Скользящая сквозь время
Шрифт:
Минут десять мы молча жевали, потом Фаррит собрал посуду и отправился на речку её мыть, а Шаттин отвязал второе одеяло и, расправив, положил его рядом со мной:
— Укройтесь им и отдыхайте, Светлейшая.
— А вы?
— Нам не привыкать спать на земле, — улыбнулся Вождь. — Мы — воины.
Ну, да. Конечно. Лето же, не замёрзнут. А похолодает — у костра погреются.
Я со вздохом облегчения растянулась на одном одеяле, укрывшись другим, и только тут обратила внимание, что Шаттин укладывается спать, а Фаррит, которому выпало первое дежурство, сидит, опершись спиной о ствол дерева,
Я села. Уже улёгшийся Шаттин мгновенно повернулся:
— Что, Светлейшая?
— А костёр? Костёр на ночь вы разводить не собираетесь?

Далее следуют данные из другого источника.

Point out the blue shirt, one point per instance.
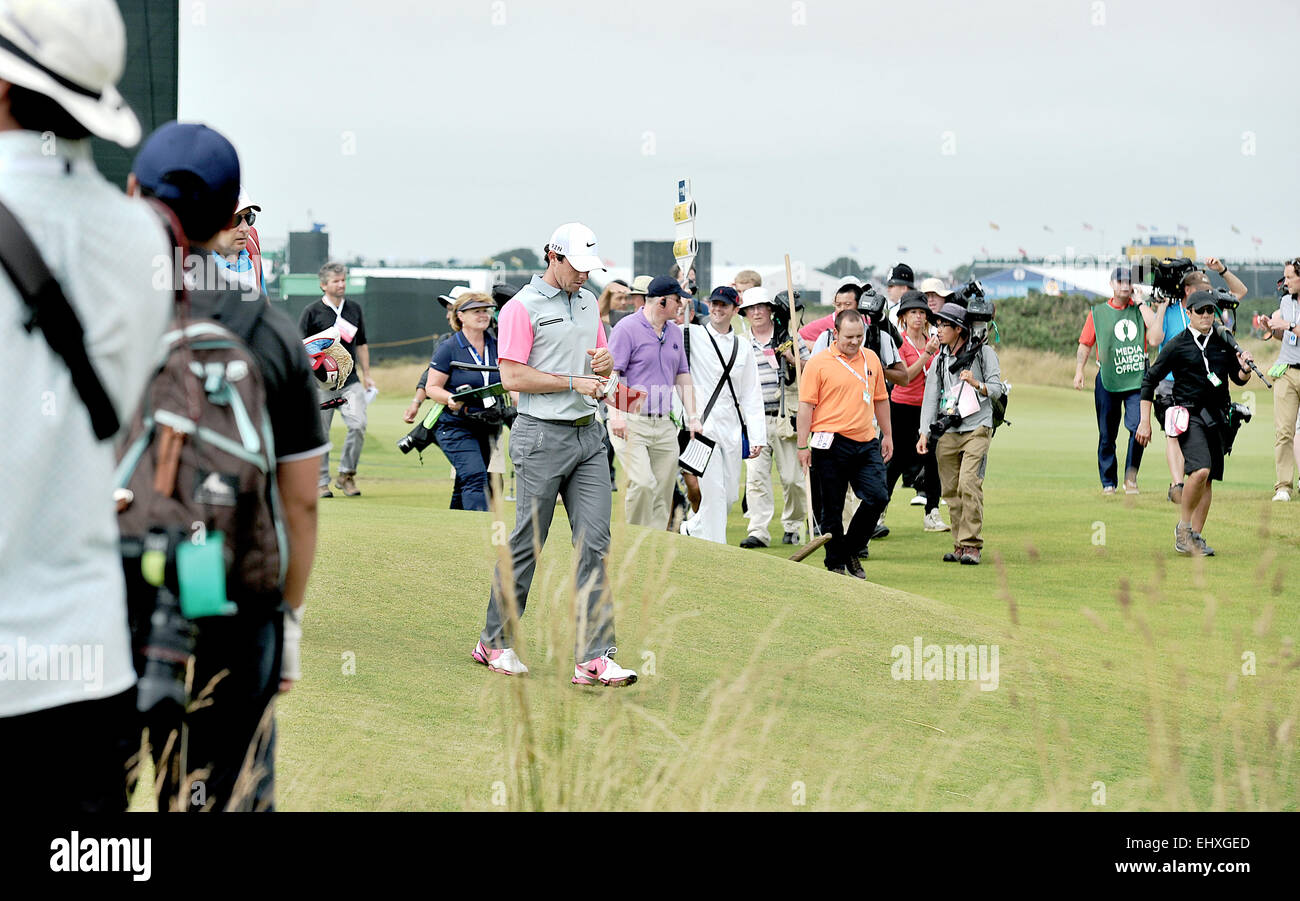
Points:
(456, 349)
(1175, 320)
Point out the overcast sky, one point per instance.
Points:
(462, 128)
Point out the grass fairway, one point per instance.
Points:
(1127, 678)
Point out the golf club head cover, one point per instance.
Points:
(291, 666)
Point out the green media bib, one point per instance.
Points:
(1121, 346)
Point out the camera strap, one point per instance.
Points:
(53, 315)
(726, 377)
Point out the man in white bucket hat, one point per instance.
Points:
(61, 577)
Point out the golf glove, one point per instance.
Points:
(290, 666)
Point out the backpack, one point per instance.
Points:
(196, 470)
(1000, 403)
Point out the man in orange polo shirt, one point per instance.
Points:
(841, 388)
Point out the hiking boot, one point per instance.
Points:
(346, 485)
(935, 523)
(499, 659)
(854, 568)
(602, 670)
(1201, 548)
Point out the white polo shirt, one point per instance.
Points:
(63, 601)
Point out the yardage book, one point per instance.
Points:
(696, 451)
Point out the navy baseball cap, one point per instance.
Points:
(901, 274)
(663, 286)
(194, 170)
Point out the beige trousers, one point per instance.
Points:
(759, 497)
(961, 458)
(1286, 406)
(649, 458)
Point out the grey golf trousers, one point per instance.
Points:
(554, 459)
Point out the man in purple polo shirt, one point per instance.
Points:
(649, 356)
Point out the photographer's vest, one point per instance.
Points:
(1121, 346)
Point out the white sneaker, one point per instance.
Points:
(935, 523)
(602, 670)
(503, 659)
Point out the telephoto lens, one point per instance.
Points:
(415, 440)
(167, 655)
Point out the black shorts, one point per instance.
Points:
(1203, 447)
(1162, 401)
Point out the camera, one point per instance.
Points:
(1168, 277)
(871, 302)
(978, 307)
(416, 440)
(941, 424)
(1238, 415)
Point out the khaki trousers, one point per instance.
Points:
(759, 496)
(961, 458)
(649, 458)
(1286, 404)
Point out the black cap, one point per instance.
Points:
(954, 313)
(913, 300)
(664, 286)
(901, 274)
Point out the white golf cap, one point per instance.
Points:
(935, 285)
(450, 297)
(577, 243)
(73, 52)
(753, 297)
(246, 202)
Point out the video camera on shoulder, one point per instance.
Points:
(979, 308)
(872, 303)
(1168, 277)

— Нет. А зачем? — с недоумением спросил Вождь.
— Ну… Вы ночью не замёрзнете?
— Нет, не замёрзнем, — улыбнулся Шаттин. — Ночи сейчас тёплые.
— А как же комары? Дым костра их бы отпугивал. Или у вас нет комаров?
— С ними я договорился, — ответил Шаттин. — Они будут кусать нас. Вас, Светлейшая, они не тронут.
— Чего? — мне показалось, что я ослышалась. — Как — договорился? И они что, разбираются, кого можно кусать, а кого нет? Им разве не всё равно?
— Я договорился, — терпеливо повторил Вождь. — Я дал им попробовать свою кровь. И Фаррит тоже. Они полетят на её запах. Вас они не тронут, Светлейшая.
— Понятно, — растеряно пробормотала я. — А себя вы, значит, на съедение отдаёте.
— Кушать все хотят, — пожал плечами Шаттин.
Я снова растянулась на одеяле. Повозилась, устраиваясь поудобнее, и вдруг поняла, что, не смотря на усталость, спать совсем не хочу. Видимо, перебила сон, подремав перед ужином. Да и не темно ещё было. Летом темнеет поздно, и сумерки ещё только начинали окутывать землю.
Посмотрела на лежащего с закрытыми глазами Вождя: спит или не спит? И шёпотом спросила:
— Шаттин, ты спишь?
Мужчина резко сел, посмотрел вопросительно:
— Нет. Вам что-то нужно, Светлейшая?
От его готовности мне услужить мне стало неловко. Ладно, самой неймётся, а он-то почему меня развлекать должен за счёт своего отдыха? Пробормотала смущённо:
— Нет. Мне просто не спится. Но если ты устал…
— Я не устал, — перебил меня Шаттин. — И с удовольствием поговорю с вами, Светлейшая. Спрашивайте, что вас интересует?
Я села, укутавшись в одеяло, и начала расспрашивать Шаттина об обычаях его племени и об их отношениях с флограссами.
Шаттин отвечал охотно, не таясь, и я узнала много интересного, пока вокруг нас сгущалась тьма. Так, я выяснила, что в Феллии очень мягкий климат, зимы практически нет, поэтому урожаи здесь собирают по три раза в год. Так что, голод им не грозит, и на полях они особо не надрываются. Одежду шьют сами. Впрочем, если учесть, что мужчины почти весь год ходят босиком и в одних штанах, а женщины обходятся лёгкими платьями, не так уж много им этой одежды и надо. Зато мастериц, умеющих красиво вышить головную повязку или поясок на платье, очень ценят, потому что, оказывается, в этой вышивке зашифрована вся биография человека: из какого он племени, из какого рода, женат ли он или замужем ли она, есть ли дети — всё можно прочитать по узорам. И составить нитками красивый рассказ на ограниченном пространстве может далеко не каждая вышивальщица.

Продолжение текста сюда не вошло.